Девушка головой качает: не понимаю.
– Ты что ж, хоть и богиня, а по-нашему не знаешь?
– Я – Сичю. Я три дня иду по твоим следам.
Семена кашель пробил.
– Постой. Я ж тебя у Байаная видел!
– Я сестра Байаная.
Рассердился Семен.
– Хоть ты и красивая баба, хоть и мало у нас баб, не возьму тебя. Как же я тебя возьму, если Байанай – мой друг? Подумает, что увел тебя.
Сичю глаза опустила. Слов не понимает, а видит, что сердится русский.
– Пошли!
И повел ее Семен обратно, к Байанаю.
Ай, как пасмурно было на душе! Хороша Абакаяда Сичю, и ведь не так это, неспроста пошла за русским, тут бы любить ее, хозяйством обзавестись. Пришла сама, любит, значит, – взятки гладки. А все равно не хочется, чтоб Байанай плохо о русских думал. И так слава о них – никуда.
Два дня шли молча. Молча ели, молча грелись у костра, молча укладывались спать друг подле друга. Сичю была ловкая, за что ни бралась, все у нее выходило складно, и Семен, оглядывая женщину, уже прикидывал, какой калым запросит Байанай и что он, Семен, может дать ему.
К вечеру второго дня вдруг вспомнил о нечистой силе, которая никогда не дремлет в погоне за православными душами. Мысленно ахнув, Семен поотстал, пропуская Абакаяду Сичю вперед. Творил молитву и крестил Абакаяду со страхом – вдруг рассыплется оборотень мелким огнем – и с надеждой, что женщина останется женщиной.
Сичю не рассыпалась, а, наоборот, поманила Семена за собой, сойдя с тропы.

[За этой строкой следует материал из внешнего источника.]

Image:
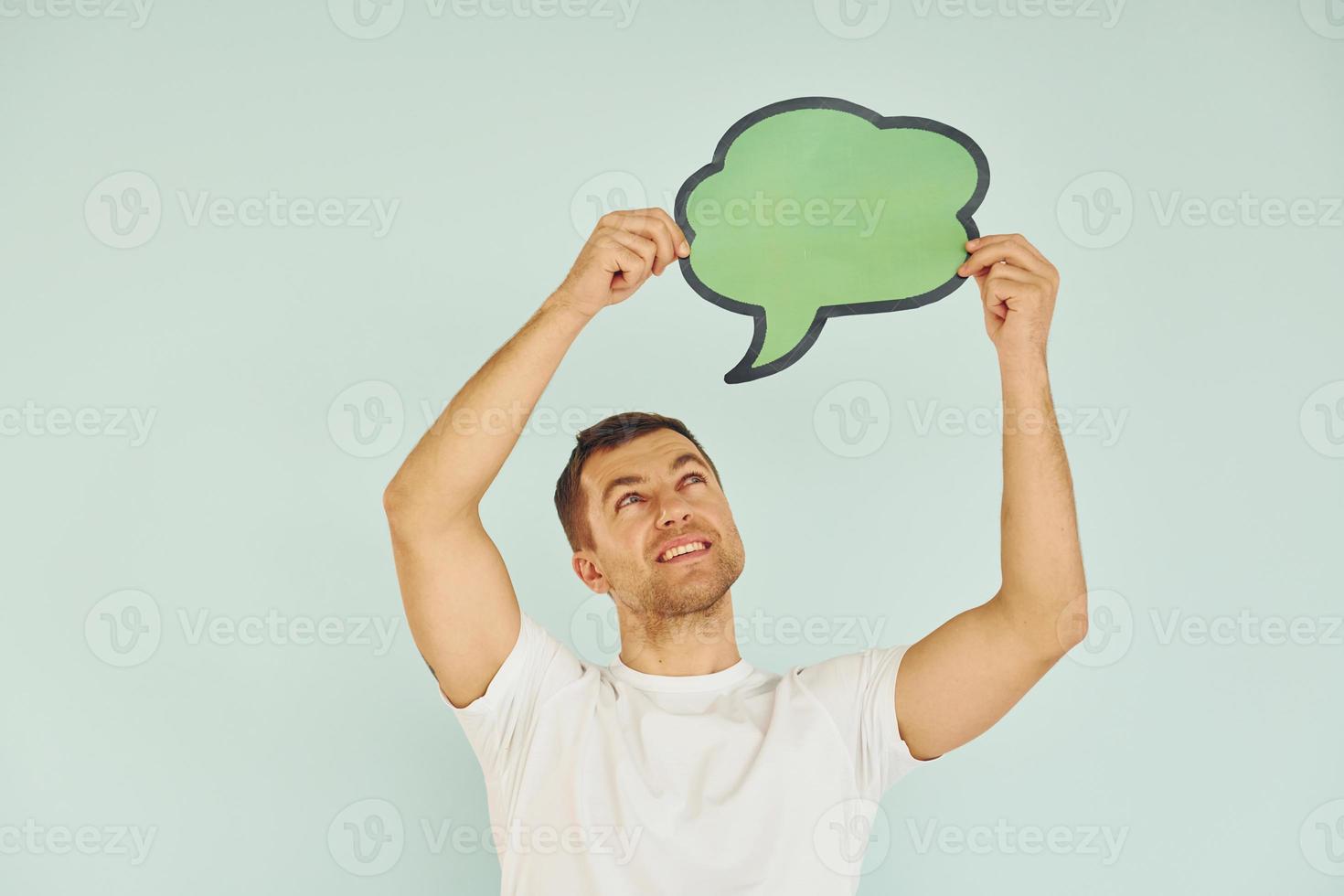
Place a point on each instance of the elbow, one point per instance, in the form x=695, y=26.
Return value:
x=394, y=500
x=1072, y=627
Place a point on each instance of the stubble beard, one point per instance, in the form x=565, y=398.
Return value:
x=668, y=604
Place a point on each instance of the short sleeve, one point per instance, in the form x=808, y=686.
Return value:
x=859, y=690
x=502, y=721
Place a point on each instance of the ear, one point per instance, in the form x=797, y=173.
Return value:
x=589, y=572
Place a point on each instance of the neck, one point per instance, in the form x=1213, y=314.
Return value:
x=688, y=644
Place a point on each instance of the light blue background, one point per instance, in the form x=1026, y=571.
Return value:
x=497, y=137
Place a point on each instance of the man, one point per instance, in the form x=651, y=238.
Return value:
x=682, y=769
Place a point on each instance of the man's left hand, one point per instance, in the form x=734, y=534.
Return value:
x=1018, y=289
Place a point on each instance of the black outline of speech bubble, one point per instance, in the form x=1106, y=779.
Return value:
x=743, y=372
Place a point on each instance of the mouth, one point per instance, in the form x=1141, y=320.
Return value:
x=686, y=552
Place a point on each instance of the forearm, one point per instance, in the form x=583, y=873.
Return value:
x=1040, y=557
x=456, y=461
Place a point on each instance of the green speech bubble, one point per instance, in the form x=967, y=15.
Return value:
x=817, y=208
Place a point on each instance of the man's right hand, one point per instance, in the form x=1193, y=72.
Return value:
x=625, y=248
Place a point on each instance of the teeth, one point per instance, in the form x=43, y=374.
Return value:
x=684, y=549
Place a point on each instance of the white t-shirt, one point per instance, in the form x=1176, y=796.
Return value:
x=620, y=782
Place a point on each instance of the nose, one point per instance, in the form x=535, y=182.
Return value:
x=674, y=511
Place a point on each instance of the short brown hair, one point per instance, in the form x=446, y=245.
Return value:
x=618, y=429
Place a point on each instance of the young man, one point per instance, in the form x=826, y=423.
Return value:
x=682, y=769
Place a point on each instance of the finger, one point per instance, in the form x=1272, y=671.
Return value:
x=980, y=242
x=679, y=240
x=641, y=246
x=626, y=268
x=1004, y=285
x=1004, y=251
x=654, y=228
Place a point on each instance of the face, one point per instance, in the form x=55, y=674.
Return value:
x=643, y=495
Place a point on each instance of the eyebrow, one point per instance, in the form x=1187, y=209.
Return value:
x=636, y=480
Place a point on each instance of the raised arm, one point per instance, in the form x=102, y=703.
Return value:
x=965, y=675
x=457, y=592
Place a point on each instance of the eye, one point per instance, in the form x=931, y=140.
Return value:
x=635, y=495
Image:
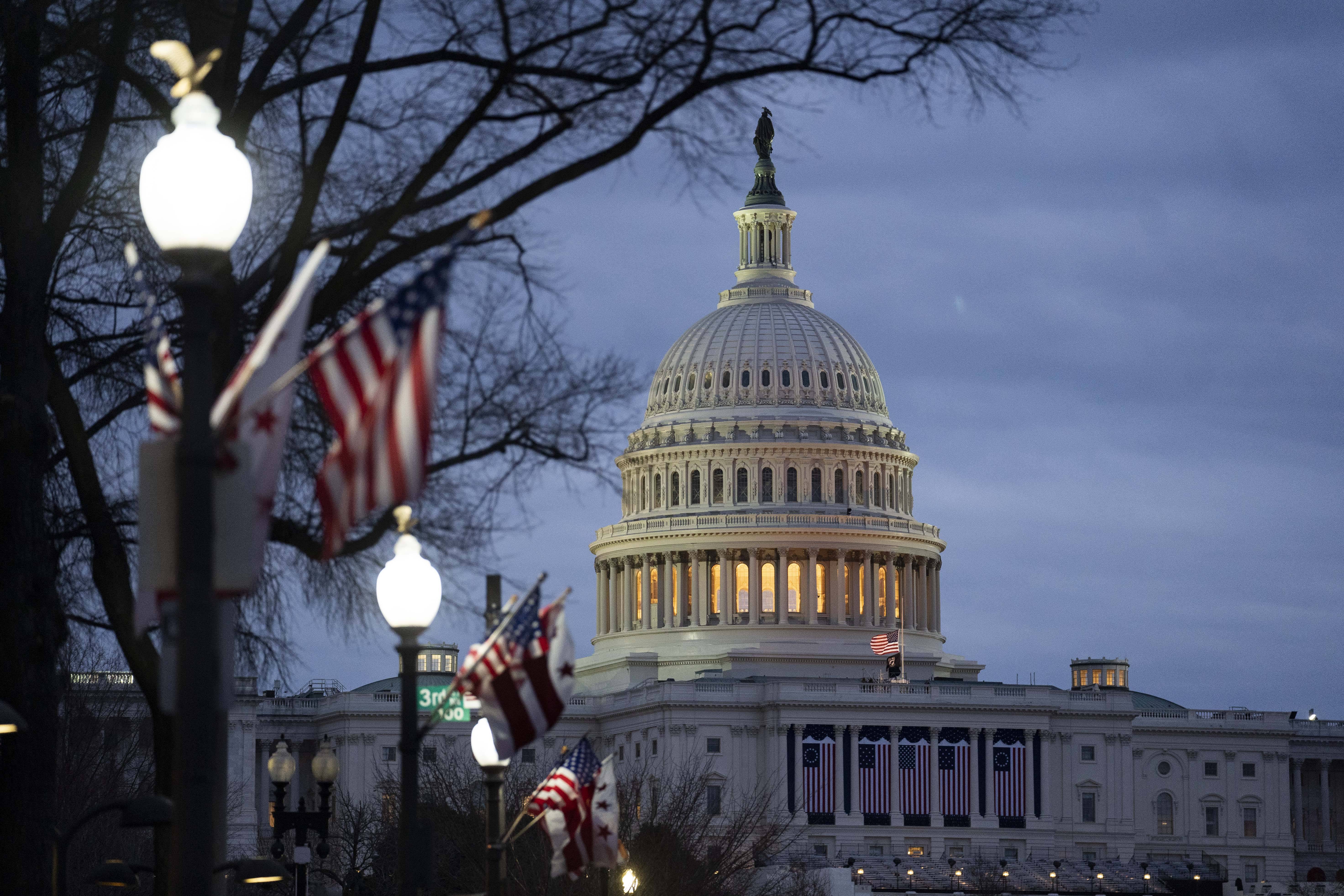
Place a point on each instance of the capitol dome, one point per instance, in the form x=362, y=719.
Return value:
x=767, y=500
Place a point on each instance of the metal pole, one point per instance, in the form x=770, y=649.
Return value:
x=409, y=652
x=494, y=831
x=197, y=769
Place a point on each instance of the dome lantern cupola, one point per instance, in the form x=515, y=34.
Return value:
x=765, y=224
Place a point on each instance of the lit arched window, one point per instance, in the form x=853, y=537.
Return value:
x=1166, y=813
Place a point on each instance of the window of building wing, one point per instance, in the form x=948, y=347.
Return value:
x=822, y=589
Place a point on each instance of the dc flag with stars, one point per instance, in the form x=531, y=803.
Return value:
x=568, y=797
x=375, y=379
x=523, y=673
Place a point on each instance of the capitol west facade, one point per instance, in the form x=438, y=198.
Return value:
x=768, y=531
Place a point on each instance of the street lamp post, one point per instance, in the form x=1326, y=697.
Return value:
x=494, y=768
x=195, y=193
x=281, y=768
x=409, y=593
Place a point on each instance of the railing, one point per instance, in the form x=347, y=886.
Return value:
x=716, y=687
x=767, y=520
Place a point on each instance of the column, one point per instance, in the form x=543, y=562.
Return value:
x=603, y=593
x=1326, y=802
x=671, y=586
x=698, y=567
x=646, y=561
x=810, y=588
x=755, y=586
x=935, y=793
x=1299, y=816
x=889, y=621
x=870, y=590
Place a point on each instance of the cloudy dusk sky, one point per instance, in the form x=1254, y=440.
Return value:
x=1111, y=328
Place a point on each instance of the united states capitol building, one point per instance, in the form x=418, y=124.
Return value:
x=768, y=531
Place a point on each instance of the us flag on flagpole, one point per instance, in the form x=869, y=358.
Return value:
x=163, y=385
x=523, y=673
x=566, y=799
x=375, y=378
x=819, y=770
x=913, y=770
x=876, y=770
x=955, y=772
x=1010, y=773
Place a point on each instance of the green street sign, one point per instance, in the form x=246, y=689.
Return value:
x=447, y=706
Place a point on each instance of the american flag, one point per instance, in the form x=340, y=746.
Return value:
x=955, y=772
x=566, y=797
x=523, y=673
x=886, y=643
x=375, y=378
x=1010, y=773
x=163, y=386
x=913, y=769
x=876, y=770
x=819, y=769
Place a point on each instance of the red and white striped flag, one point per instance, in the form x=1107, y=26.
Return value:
x=163, y=383
x=874, y=770
x=913, y=770
x=955, y=772
x=375, y=378
x=581, y=812
x=819, y=769
x=523, y=673
x=1010, y=773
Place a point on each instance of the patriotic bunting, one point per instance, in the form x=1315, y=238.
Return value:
x=876, y=770
x=1010, y=773
x=955, y=772
x=819, y=770
x=913, y=769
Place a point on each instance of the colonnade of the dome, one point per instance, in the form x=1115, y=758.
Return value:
x=757, y=586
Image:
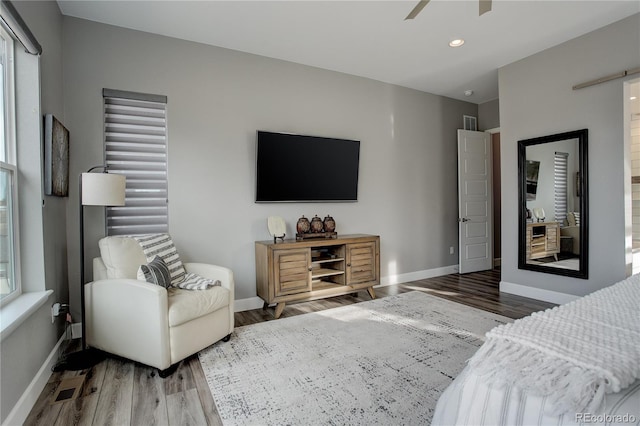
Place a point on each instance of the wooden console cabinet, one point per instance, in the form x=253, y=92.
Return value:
x=543, y=239
x=294, y=271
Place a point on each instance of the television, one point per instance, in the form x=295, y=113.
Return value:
x=298, y=168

Привела его к кулеме[13]13
Кулема – ловушка для соболя.
[Закрыть]. У корневища тысячелетнего кедра – клетка. Сверху дощечками закрыта от снега. У входа, задавленный бревном, с приманкой в зубах, а приманка на веревочке, лежал распрекрасный соболь.
– Твой, – сказала Сичю. – Кулема – моя. Соболь – твой.
Сгреб Семен маленькую Сичю, поднял да и поцеловал. Она испугалась, а потом устроилась поудобнее на руках и за бороду Семена подергала.
Дело с Байанаем сладили весело. За Абакаяду Сичю дал Семен калыму медный котел да топор, а Сичю по дороге на Ленский острог добыла мужу еще двух соболей, да одного Семен добыл.
В покупочной книге атамана Галкина появилась в том году запись: «Куплено у служилого человека, у Семейки Дежнева, четыре соболя без хвостов, дано государевой муки двадцать семь безмен».